Ora, queste critiche lasciano il tempo che trovano, perché è ovvio che nel cinema si forza un po’ la mano sulle storie per conferirgli il più alto grado di coinvolgimento possibile. Però viene da chiedersi, come capita da queste parti, quanto sia sano riattingere a fenomeni culturali del passato facendone dei veri e propri “remake nelle intenzioni” e non una fonte di ispirazione. Per intenderci, anche se i film dell’epoca avevano gli stessi vizi che alle volte sconfinavano un po’ in un trash ante litteram (ne cito un paio per dare l’idea: Grosso guaio a Chinatown e Highlander), vederli oggi è comunque un’esperienza piacevole perché si può respirare davvero l’atmosfera di quei tempi visto che, giocoforza, ne erano il frutto diretto.

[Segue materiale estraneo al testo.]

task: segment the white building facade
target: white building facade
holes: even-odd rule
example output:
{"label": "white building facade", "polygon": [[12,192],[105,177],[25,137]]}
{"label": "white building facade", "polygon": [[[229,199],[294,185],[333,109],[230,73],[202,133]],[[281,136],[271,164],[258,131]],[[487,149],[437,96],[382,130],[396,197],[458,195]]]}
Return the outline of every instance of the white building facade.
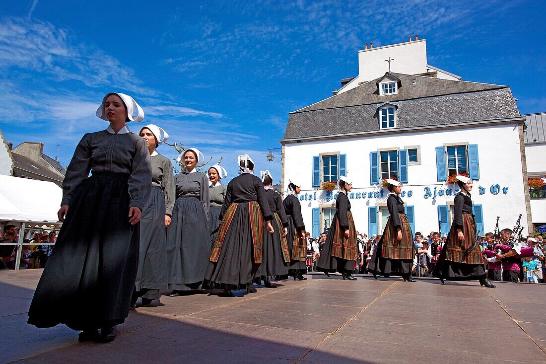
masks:
{"label": "white building facade", "polygon": [[513,228],[518,216],[531,228],[525,169],[525,118],[509,87],[391,72],[290,114],[282,178],[301,185],[298,196],[307,231],[329,227],[337,189],[324,182],[353,180],[349,194],[357,231],[381,234],[395,177],[414,232],[445,235],[458,192],[450,177],[474,180],[472,200],[480,234]]}

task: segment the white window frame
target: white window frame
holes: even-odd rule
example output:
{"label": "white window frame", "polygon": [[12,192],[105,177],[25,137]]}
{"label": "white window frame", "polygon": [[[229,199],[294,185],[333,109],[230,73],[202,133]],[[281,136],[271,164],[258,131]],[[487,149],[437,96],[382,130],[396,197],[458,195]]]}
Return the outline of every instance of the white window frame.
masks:
{"label": "white window frame", "polygon": [[[400,161],[398,159],[399,150],[399,148],[382,149],[381,150],[377,150],[377,152],[379,153],[379,178],[381,179],[382,180],[385,179],[383,178],[383,168],[382,165],[383,164],[383,162],[381,160],[381,153],[387,152],[389,154],[389,156],[390,155],[390,152],[394,151],[396,152],[396,170],[394,171],[390,170],[390,163],[391,162],[390,158],[389,159],[389,161],[387,162],[389,165],[389,172],[388,172],[389,177],[387,177],[387,178],[389,178],[393,175],[393,173],[395,173],[397,176],[398,175],[398,169],[399,167],[400,167]],[[400,178],[399,176],[399,178]]]}
{"label": "white window frame", "polygon": [[[421,146],[420,145],[407,145],[404,147],[404,149],[408,151],[408,166],[420,166],[421,165]],[[410,161],[410,150],[417,150],[417,161],[411,162]]]}
{"label": "white window frame", "polygon": [[[383,89],[383,86],[385,86],[385,90]],[[392,86],[392,87],[391,87]],[[391,92],[391,90],[394,90]],[[382,82],[379,84],[379,94],[380,95],[396,95],[398,93],[398,83],[396,81],[388,81],[388,82]]]}
{"label": "white window frame", "polygon": [[449,177],[449,176],[451,175],[452,174],[453,174],[453,173],[452,173],[451,174],[449,174],[449,169],[451,169],[451,168],[449,168],[449,154],[448,152],[448,148],[455,148],[455,175],[459,175],[459,163],[458,163],[458,161],[457,161],[457,158],[458,157],[458,154],[457,154],[457,147],[459,147],[459,146],[462,146],[462,147],[464,147],[464,148],[465,148],[465,159],[466,161],[466,171],[465,172],[465,173],[466,173],[467,174],[468,174],[470,173],[470,166],[468,165],[468,144],[467,143],[459,143],[459,144],[457,144],[457,143],[452,143],[452,144],[450,144],[450,145],[445,145],[444,146],[444,147],[446,148],[446,169],[447,171],[448,177]]}
{"label": "white window frame", "polygon": [[[393,114],[392,114],[392,115],[393,115],[393,120],[392,120],[392,121],[393,121],[393,126],[389,126],[389,109],[393,109]],[[383,111],[384,110],[385,110],[385,111],[387,113],[386,115],[387,115],[387,126],[385,127],[383,127]],[[396,127],[396,107],[395,106],[394,106],[394,105],[388,105],[387,106],[383,106],[383,107],[382,107],[381,108],[379,108],[379,128],[381,129],[381,130],[385,130],[385,129],[394,129],[395,127]]]}

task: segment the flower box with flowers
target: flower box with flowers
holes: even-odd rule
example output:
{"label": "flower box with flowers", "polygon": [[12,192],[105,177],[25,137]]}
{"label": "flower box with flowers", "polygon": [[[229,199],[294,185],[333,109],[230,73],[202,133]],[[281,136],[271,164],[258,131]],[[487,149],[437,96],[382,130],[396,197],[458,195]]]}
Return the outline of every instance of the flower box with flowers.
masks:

Tra l’altro, i film che ho citato a me sono piaciuti un sacco pur trasudando di tutta quell’ingenuità magica che solo quel decennio sapeva offrire.

Insomma, mettendola un po’ terra terra, verrebbe da chiedersi perché preferire la copia all’originale. O meglio, perché la storia di Stranger Things non poteva essere ambientata ai giorni nostri? Che valore aggiunto le conferisce l’essere ambientata negli anni ’80? Ovvio che si tratta di tutte domande retoriche, che però celano quella sensazione di non riuscire a schiodarsi da un passato che assume delle connotazioni positive per definizione. D’altronde la tranquillità che offre la nostalgia è il miglior rimedio ad un presente un po’ troppo movimentato.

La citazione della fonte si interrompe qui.